This article first appeared in the St. Louis Beacon, Nov. 20, 2010 - With traditional ritual, Pope Benedict bestowed a scarlet biretta - the red hat - on new Cardinal-deacon Raymond Burke, the former St. Louis archbishop this morning.
He now is a papal adviser and papal elector. Burke was one of 24 other new cardinals -- including the only other U.S. citizen, Washington Archbishop Donald Wuerl -- elevated in a two-hour ceremony called a consistory at St. Peter's Basilica. Both men now get Vatican passports so become dual nationals.
Wuerl was designated a cardinal-archbishop. indicating he is a shepherd of an archdiocese. Burke's title deacon refers to his administration role within the Vatican.
In the pope's address to the men in their brand new scarlet robes he called cardinals his "senate." For more than eight hours on Friday, the established cardinals and the 24 who entered their ranks today had a session with the pope on various concerns and missions of the Catholic Church.
As of this morning, there are 203 cardinals world wide. Only 121 of them are under 80 and able to vote should the chair of St. Peter, the papal seat, be vacated by Benedict's death.
"Cardinal Burke looks so happy, really overwhelmed that so many of his friends had come to Rome for him," said Niall Gannon, a member of Mary Queen of Peace Parish in Webster Groves who with his wife, Gretchen, were among the friends of Burke from St. Louis and his native La Crosse, Wisc., to attend the ceremony. Gannon spoke to the Beacon in a phone interview.
"We have been told that there are more than 500 people here for Cardinal Burke" he said. The large group went immediately after the consistory to a luncheon reception in Burke's honor at the Pontifical North American College, a seminary residence that is on a high hill directly overlooking St. Peter's Square.
Just in time to be fitted for his new scarlet wardrobe of form-fitting cassocks and other custom-made liturgical garments, Burke has dropped sizes.

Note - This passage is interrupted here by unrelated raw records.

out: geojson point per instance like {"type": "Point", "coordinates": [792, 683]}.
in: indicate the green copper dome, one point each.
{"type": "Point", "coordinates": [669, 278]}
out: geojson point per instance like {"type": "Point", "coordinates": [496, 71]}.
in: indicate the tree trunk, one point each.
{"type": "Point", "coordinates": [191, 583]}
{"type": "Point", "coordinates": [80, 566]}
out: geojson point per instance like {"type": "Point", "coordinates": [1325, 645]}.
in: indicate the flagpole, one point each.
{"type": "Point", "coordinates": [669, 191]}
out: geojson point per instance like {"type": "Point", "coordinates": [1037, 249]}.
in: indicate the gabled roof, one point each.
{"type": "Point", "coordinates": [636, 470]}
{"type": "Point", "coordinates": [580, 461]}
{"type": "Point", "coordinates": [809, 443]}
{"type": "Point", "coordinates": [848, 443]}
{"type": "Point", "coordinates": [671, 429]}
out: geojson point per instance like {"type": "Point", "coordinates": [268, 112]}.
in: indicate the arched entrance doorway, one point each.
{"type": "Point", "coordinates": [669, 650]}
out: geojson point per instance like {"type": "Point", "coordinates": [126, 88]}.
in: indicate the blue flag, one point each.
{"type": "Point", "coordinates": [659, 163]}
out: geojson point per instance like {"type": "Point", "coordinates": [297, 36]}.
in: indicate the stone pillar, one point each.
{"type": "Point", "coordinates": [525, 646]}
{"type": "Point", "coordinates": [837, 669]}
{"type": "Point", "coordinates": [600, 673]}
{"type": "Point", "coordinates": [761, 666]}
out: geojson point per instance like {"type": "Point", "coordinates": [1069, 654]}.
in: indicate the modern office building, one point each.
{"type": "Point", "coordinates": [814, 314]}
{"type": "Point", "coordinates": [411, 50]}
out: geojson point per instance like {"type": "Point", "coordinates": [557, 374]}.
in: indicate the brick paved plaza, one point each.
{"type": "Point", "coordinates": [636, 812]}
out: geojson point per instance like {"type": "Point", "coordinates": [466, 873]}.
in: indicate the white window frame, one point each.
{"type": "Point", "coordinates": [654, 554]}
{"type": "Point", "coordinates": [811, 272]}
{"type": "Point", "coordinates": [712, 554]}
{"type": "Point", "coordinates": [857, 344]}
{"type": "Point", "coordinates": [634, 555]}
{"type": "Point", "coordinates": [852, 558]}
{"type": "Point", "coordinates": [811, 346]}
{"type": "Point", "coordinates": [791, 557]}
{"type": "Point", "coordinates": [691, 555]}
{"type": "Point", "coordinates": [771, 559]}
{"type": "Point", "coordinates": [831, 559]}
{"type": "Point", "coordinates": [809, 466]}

"He looks wonderful. He's lost 34 pounds and looks about 25 years old, " Gannon, 42, said. Gannon headed the 2008 Archdiocesan Appeal, the St. Louis Archdiocese's major annual fundraiser.
After it topped its goal, Burke bestowed the Order of St. Louis on Gannon. The Gannons and their grade-school children visited Burke one other time since he was transferred to Rome. That time Burke welcomed them to his apartment inside the Vatican, celebrated Mass at home for the family and served them dinner. Gannon is a money manager for the Gannon Group, his wife is a fashion consultant to the Carol Anderson's Cabi fashion line. Gannon wore the Order of St. Louis Medal for the first time in public to the consistory.
At the reception Burke reached out, smiled and touched the medal.
The pope assigns each cardinal a church to celebrate Mass when in Rome. The cardinal also oversees and often fund raises for it. The pope assigned Burke Sant Agata dei Goti, a church built in 460 to honor the early martyr St. Agatha. The 5th century building was expanded in its second millennium with it grand renovations in 1729, giving it its appearance today of an Italian Baroque church.
In anticipation of his elevation to cardinal, Burke gave the pope's own Vatican Radio an interview in which he criticized other bishops for not stressing the theme for which Burke was best known from his first week he was in St. Louis -- Catholics who approve of abortion rights giving scandal by publicly talking or voting for that right.
"On the question of a person who publicly and obstinately espouses the right of a woman to choose to abort the infant in her womb receiving Holy Communion strikes me as something very clear," he told Vatican Radio. "In the 2,000 years of the Church's tradition, She's always firmly held that a person who is publicly and obstinately in grave sin should not approach to receive Holy Communion and, if she or he does, should be denied Holy Communion."
"It is discouraging that either members of the Church claim not to understand this or they claim that in some way there is an excuse for someone who is publicly and obstinately in grave sin to receive Holy Communion," Burke said.
The St. Louis pilgrims to Rome, about 130 of them, will also celebrate at two more dinners and attend a Papal Mass with the pope and new cardinals at St. Peter's on Sunday. Most then will tackle airport crowds as they return for Thanksgiving back in St. Louis.
Patricia Rice is a freelance writer who covers religion for the Beacon.